The subheading read Unprecedented Battle of the Minds, While the Meter Clicks Away. “Oh, obscenity the Tageblatt,” Mayer said when he saw it. The phrase was immediately adopted as our rallying cry: Obscenity the Tageblatt.

  While the camera agonies inch toward improvement, we work on simpler scenes with Jannings. For a while, everything is centered around him, which is one of the reasons the project delighted him so. Two interiors come off without incident: the doorman exhausted by his heavy load, accepting a drink and a rest; and the doorman waiting to see the manager. A metronome sets the rhythm for everyone’s coming and going. Jannings performs with appropriate aplomb. It’s occurred to everyone that this may be the role for which he was put on this earth.

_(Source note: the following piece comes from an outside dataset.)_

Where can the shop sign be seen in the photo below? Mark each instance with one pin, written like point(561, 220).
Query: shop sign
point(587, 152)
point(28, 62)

  Emboldened, we attempt the dream-sequence of him juggling the supersized trunks. A disaster. The cables are visible, and the trunks are clearly not being hefted by Jannings. He’s no acrobat, and is continually nervous under all the spinning and colliding. He flinches and ducks, trying to hide his fear with a lot of operatic smiling. For a huge star, he’s an interesting type: a man whose instincts come and go, like my own. I realize that I watch each take with my legs crossed, jogging my raised foot as if conducting the scene with my shoe. The crew has already figured out that when the shoe stops, I’m displeased.

  Collaboration has always been a trial for me, since I want to carry everything about with me in silence, not wanting to share until the whole feels completed.

  When I’d mentioned that to Hans, one giddy night in school when we’d been designing a parodic coat of arms for our room, his laughter quieted and he said, “That seems clear.”

  Lang has pointed out in a telegram wishing the project well that the tragedy we’re filming could never occur, since no doorman would stoop to doing the job of a luggage porter or valet. “The old bitch,” Jannings says when he hears.